Though he doesn’t fight himself, he sees the attraction of the new sport. “Some women are attracted to men who pound other men’s faces in, some women like nerds who win at chess. The overlap that chess boxing provides is irresistible to women, the men are like modern-day gladiators.” So it’s all about sex? “You could say that,” he grins.
There’s a definite whiff of pheromones inside the sweaty art hall where a noticeable number of unaccompanied women ignore the efforts of the gold-chained men around them to attract their attention with bottles of champagne.
As a warm-up act, writer Helmut Kuhn climbs into the ring to read from his book Gehwegschäden (“Pavement Damage“), which draws on his experiences in the Berlin chess boxing club.
“It is all about control,” he reads. “The boxing doesn’t control the chess, the chess controls the boxing. The trick is to control your adrenalin when it’s hard to even concentrate.” He leaves the increasingly restless audience with a bit of self-help psychology: “The key to your brain is in your body, the key to your body is in your brain.”
By now, the crowd is packed between the green corrugated metal walls, the air is heavy. It’s fight time.
A compere in a sky-blue jacket enters the ring and explains the rules using the chess board placed in the ring’s centre.
A match comprises 11 alternating rounds, starting with chess. Each chess round lasts four minutes, boxing three. Opponents have a total of 12 minutes on their chess clock and the winner is decided by knockout, checkmate or if their opponent runs out of time.
“Men will fight, kings will fall,” intones the compere dramatically, in English. “At the end of the night, one will stand before all.” With a blast of music announcing their arrival, the first bout is a face-off between rookies Arik Braun and Felix Bartlet.
With solemn faces, they don headphones playing sea noises, sit and sink into thought. Chess grandmaster Arik is light years ahead of Felix on the board. Then the bell rings, the chess board is lifted carefully out of the ring and the tables, figuratively, are turned as IT consultant Bartlet, 16 years the senior, gives Braun a merciless, though unfocused, pounding.
The battle is eventually decided on the chess board when, despite getting extra time, Bartlet’s clock runs out in the last round. Braun is bloodied but triumphant; brains have beaten brawn.
The audience is getting into the swing of things for the second rookie match when, after a slow first round of chess, a visibly electrified Tilman goes for Sven with a single-minded fury. After soaking up a four-minute hail of Tilman’s punches, Sven falls to the tarpaulin.
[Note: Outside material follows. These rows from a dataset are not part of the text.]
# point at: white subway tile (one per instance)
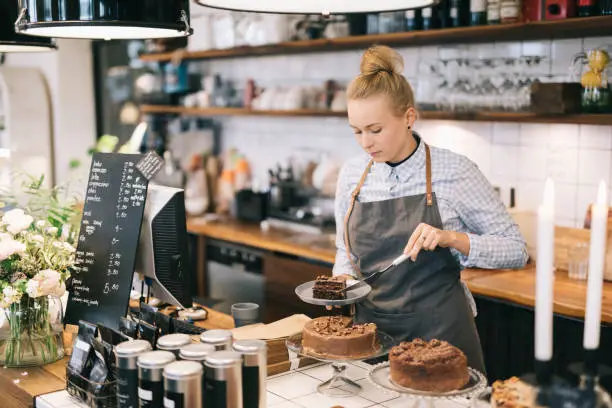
(596, 137)
(507, 134)
(562, 135)
(535, 134)
(593, 166)
(505, 161)
(532, 163)
(562, 164)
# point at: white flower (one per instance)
(51, 231)
(49, 283)
(10, 247)
(33, 288)
(17, 220)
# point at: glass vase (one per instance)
(31, 332)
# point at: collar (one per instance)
(413, 165)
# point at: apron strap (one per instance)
(355, 194)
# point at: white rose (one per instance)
(49, 282)
(9, 247)
(17, 220)
(33, 288)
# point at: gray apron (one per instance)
(422, 299)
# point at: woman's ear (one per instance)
(410, 117)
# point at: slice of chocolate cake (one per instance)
(329, 287)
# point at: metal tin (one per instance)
(221, 339)
(150, 378)
(173, 342)
(183, 384)
(196, 352)
(224, 380)
(254, 371)
(127, 371)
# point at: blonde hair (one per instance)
(381, 74)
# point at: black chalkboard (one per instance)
(108, 240)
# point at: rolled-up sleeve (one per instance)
(495, 239)
(342, 264)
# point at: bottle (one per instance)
(587, 8)
(459, 12)
(509, 11)
(493, 11)
(414, 20)
(478, 12)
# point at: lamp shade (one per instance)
(10, 41)
(317, 6)
(105, 19)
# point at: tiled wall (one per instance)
(510, 155)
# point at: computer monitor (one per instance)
(163, 249)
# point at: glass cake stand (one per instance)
(340, 385)
(381, 378)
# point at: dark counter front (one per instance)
(505, 298)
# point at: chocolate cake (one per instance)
(336, 336)
(435, 366)
(329, 287)
(512, 393)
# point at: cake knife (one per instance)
(372, 277)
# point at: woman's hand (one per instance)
(425, 237)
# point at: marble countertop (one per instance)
(298, 389)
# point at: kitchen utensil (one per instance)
(372, 277)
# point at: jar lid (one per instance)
(155, 359)
(216, 336)
(173, 341)
(132, 348)
(223, 359)
(250, 346)
(181, 369)
(196, 351)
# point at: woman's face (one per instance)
(383, 135)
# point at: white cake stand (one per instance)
(381, 378)
(340, 385)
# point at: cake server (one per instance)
(372, 277)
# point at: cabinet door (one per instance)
(283, 274)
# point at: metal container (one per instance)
(150, 378)
(173, 342)
(254, 371)
(183, 385)
(221, 339)
(223, 380)
(196, 352)
(127, 371)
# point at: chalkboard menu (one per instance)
(108, 240)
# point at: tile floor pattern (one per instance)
(298, 389)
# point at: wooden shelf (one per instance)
(535, 30)
(516, 117)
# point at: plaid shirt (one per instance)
(466, 200)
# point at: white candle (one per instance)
(544, 274)
(597, 255)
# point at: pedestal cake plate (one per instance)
(381, 378)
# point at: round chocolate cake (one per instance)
(337, 337)
(435, 366)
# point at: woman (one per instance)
(429, 203)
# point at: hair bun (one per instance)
(381, 58)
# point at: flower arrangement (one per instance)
(37, 250)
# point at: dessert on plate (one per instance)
(338, 337)
(435, 366)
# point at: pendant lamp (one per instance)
(324, 7)
(10, 41)
(105, 19)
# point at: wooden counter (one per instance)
(516, 286)
(19, 386)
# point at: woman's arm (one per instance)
(495, 240)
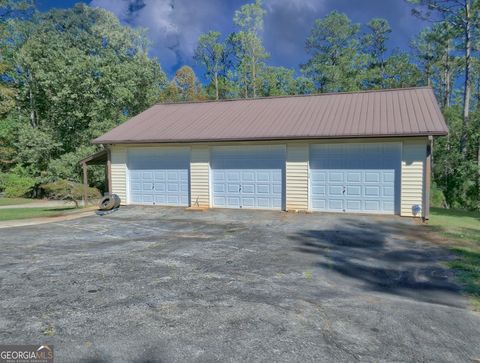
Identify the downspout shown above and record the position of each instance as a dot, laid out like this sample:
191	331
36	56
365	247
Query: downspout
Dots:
427	178
109	171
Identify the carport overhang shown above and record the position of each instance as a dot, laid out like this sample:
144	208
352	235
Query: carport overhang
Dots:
101	157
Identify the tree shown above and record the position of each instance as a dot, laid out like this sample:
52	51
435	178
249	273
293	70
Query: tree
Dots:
433	48
375	44
400	72
213	55
277	81
186	83
77	73
249	48
464	15
336	63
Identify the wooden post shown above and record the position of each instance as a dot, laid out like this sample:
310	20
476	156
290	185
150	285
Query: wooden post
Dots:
85	184
109	171
428	176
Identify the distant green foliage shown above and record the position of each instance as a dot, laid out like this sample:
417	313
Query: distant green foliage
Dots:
69	191
16	186
437	198
76	74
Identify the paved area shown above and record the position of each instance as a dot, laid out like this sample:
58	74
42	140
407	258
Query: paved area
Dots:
41	203
158	284
86	212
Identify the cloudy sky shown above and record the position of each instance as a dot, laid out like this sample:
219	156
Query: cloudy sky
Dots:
174	25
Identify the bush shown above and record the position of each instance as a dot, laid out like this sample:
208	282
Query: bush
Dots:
437	198
67	190
16	186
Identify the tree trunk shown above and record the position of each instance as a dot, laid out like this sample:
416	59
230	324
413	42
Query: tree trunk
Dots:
216	86
467	84
254	88
447	85
33	120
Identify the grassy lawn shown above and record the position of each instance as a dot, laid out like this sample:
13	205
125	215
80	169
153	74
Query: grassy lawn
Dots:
462	231
13	201
9	214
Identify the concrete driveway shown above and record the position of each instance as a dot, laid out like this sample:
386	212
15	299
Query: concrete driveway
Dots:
158	284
A knock-out.
“Real eye-of-the-tiger stuff!” shouts one delighted audience member.
Tilman is more modest when he emerges from the changing room.
“I saw he was nervous at the end of the chess round, so I just decided to keep at him,” he says as the nurse returns from examining Sven.
“He’ll live to fight another day,” she says. “At least he recognised his girlfriend.” After a musical interval involving projections of Transformers and a young, body-building Arnold Schwarzenegger, it’s time for the main event.
The joint is jumping – and sweating – when the 24-year-old student Nils “The Berlin Bull” Becker faces off against Tim “CSI” Benfeldt from Kiel.
The visitor is more aggressive in the first chess round, pulling out his bishops for attack, before the bell rings and the gloves go on.
After a slow start – “stop cuddling each other” a voice in the dark cries – Becker delivers a stinging blow to Benfeldt’s larynx and the second first-round KO of the evening. The national chess boxing championship is decided before it even began.
The audience streams out, earlier than expected, but not unhappy. “It’s not about ogling two half-naked men,” says Hanna Ureahn. “It’s about enjoying the mix and the interaction of two contrasting skills.”
Her friend, Lars Bachmann, is convinced chess boxing will prove to be Berlin’s gift to the sporting world. “You have to give original ideas like this time to develop,” he says. “Only in a city like Berlin is there still time and space for original ideas like chess boxing. And I think this is going to grow.”